Source: The Loadstar

Optimism for a European Restocking Surge

Falling energy prices signal a reduced risk of recession this year. Analysts and forwarders are optimistic that this could lead to a push to replenish inventory in the second half of the year.

“Once the retailers start to empty their warehouses, which is likely to happen at the end of the second quarter and beginning of the third quarter, volume should increase and stop the fall in rates,” Viki Keckarovska, freight team leader at Ti said during a webinar.

A senior executive at a global freight forwarder said the ocean freight market is normalizing despite weak trade flows on many lanes. Even with microeconomic headwinds, the market is heading towards stabilization with the expectation that overall demand will improve in the second half of the year.

S&P Global’s PMI survey data for February showed that European pre-production inventories fell for the first time since September 2021 as companies stepped up efforts to unwind safety stock buffers.

Most of the forwarder outlooks for the year are speculative, indicating that significant uncertainty overshadows Europe's demand for containership imports. Despite easing consumer price inflation, it remained high at 8.5% in January. Analysts say rising interest rates, tighter credit standards, and housing market corrections would also hinder near-term growth.

Yet, David Rea, chief economist for Europe, the Middle East, and Africa for real estate company JLL, said the economic hardship was likely to be short-lived, supporting a possible second-half return of demand.

A spokesperson for a Germany-based logistics provider highlighted the lingering uncertainty over demand and the unwinding of safety stocks even as supply chain reliability improves. “Warehouses remain well-stocked after the COVID-19 pandemic,” the spokesperson said. “Shipment numbers are currently declining somewhat, and the cost of transport by air and sea has dropped to 2019 levels. Further prognoses are difficult to make at the moment.”

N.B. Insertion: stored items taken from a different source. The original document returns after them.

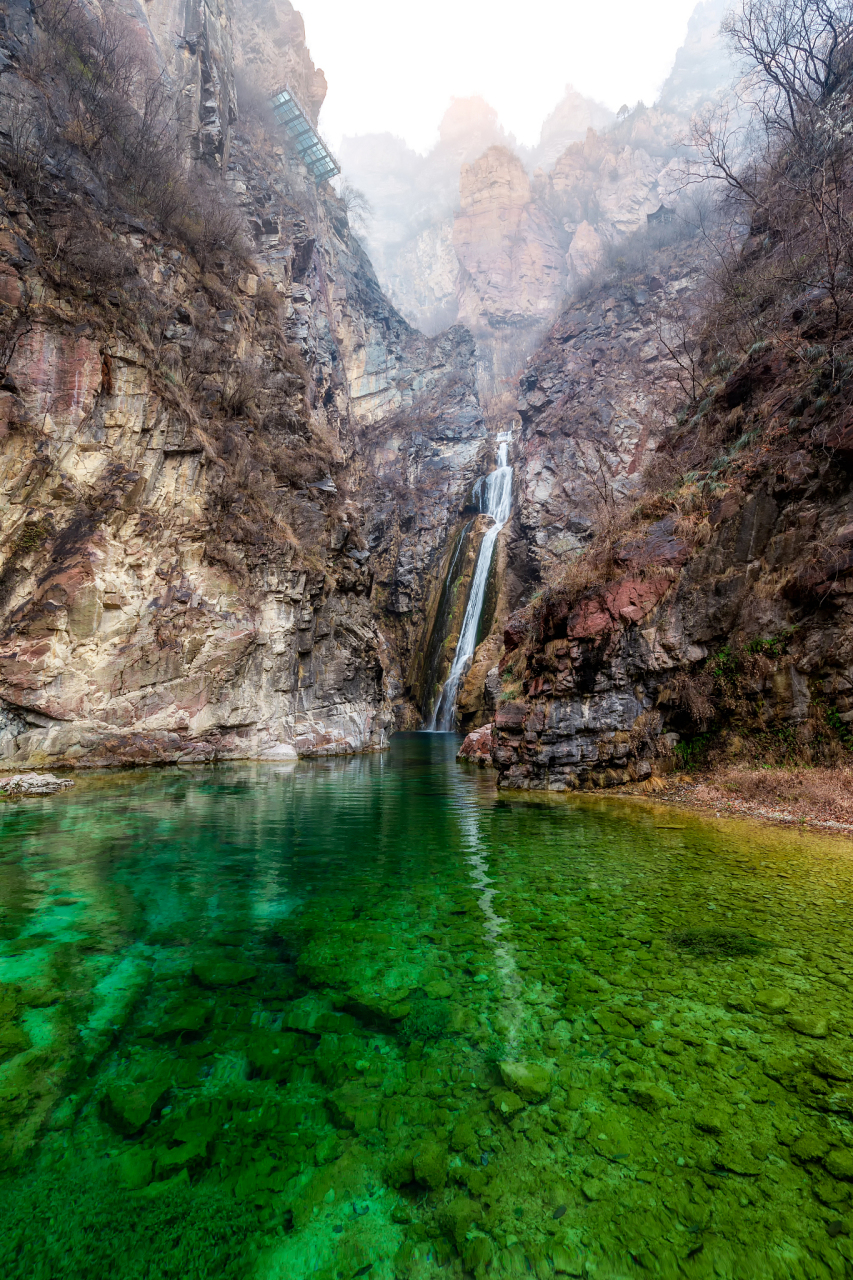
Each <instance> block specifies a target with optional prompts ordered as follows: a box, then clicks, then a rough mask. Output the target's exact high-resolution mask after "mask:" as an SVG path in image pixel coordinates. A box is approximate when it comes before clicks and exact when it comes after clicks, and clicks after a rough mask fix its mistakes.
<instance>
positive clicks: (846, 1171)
mask: <svg viewBox="0 0 853 1280" xmlns="http://www.w3.org/2000/svg"><path fill="white" fill-rule="evenodd" d="M824 1164H825V1165H826V1169H827V1170H829V1172H830V1174H831V1175H833V1178H843V1179H844V1180H845V1181H848V1183H849V1181H853V1151H850V1149H849V1148H847V1147H839V1148H836V1149H835V1151H830V1153H829V1156H827V1157H826V1160H825V1161H824Z"/></svg>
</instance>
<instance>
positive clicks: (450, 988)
mask: <svg viewBox="0 0 853 1280" xmlns="http://www.w3.org/2000/svg"><path fill="white" fill-rule="evenodd" d="M424 991H425V992H427V995H428V996H429V998H430V1000H450V997H451V996H452V995H453V987H452V986H451V983H450V982H428V983H427V986H425V987H424Z"/></svg>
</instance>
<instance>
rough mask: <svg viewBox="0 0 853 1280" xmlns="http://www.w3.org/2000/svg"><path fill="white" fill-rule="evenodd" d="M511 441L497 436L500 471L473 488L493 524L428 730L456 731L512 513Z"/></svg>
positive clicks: (479, 561) (480, 551) (482, 544)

Source: Journal of Commerce

Less Capacity Correction on Asia-Europe than on Trans-Pacific

According to Sea-Intelligence’s recent report, Asia-Europe capacity correction was not as strong as on the Trans-Pacific. This is because schedule capacity up to four weeks out has lined up closely to actual deployment. Conversely, on the Trans-Pacific, weekly scheduled capacity over two weeks out has been considerably higher than actual deployment. Meanwhile, carriers have been adding capacity on the Asia-Mediterranean corridor, having scheduled less.

In recent weeks, schedules three to four weeks out were somewhat reflective of the actual deployment on Asia-Europe. “If anything, the lines ended up adding more capacity. Although schedules 5 or more weeks away had roughly 6-23% “extra” capacity, this was nowhere close to the capacity correction that was seen on the Trans-Pacific,” says Alan Murphy, CEO, Sea-Intelligence.

For Week 7, the capacity correction was on the higher end, whereas for Week 9, it was on the lower end, meaning there was a higher capacity correction in Week 7. According to Murphy, carriers on the Asia-Europe route corrected capacity “too aggressively” for week 7, but ended up adding some back in the weeks leading up to the week of deployment.

On Asia-Mediterranean, for the three week period of Weeks 7-9, there was a trend of positive capacity correction where capacity was added back instead of taken out.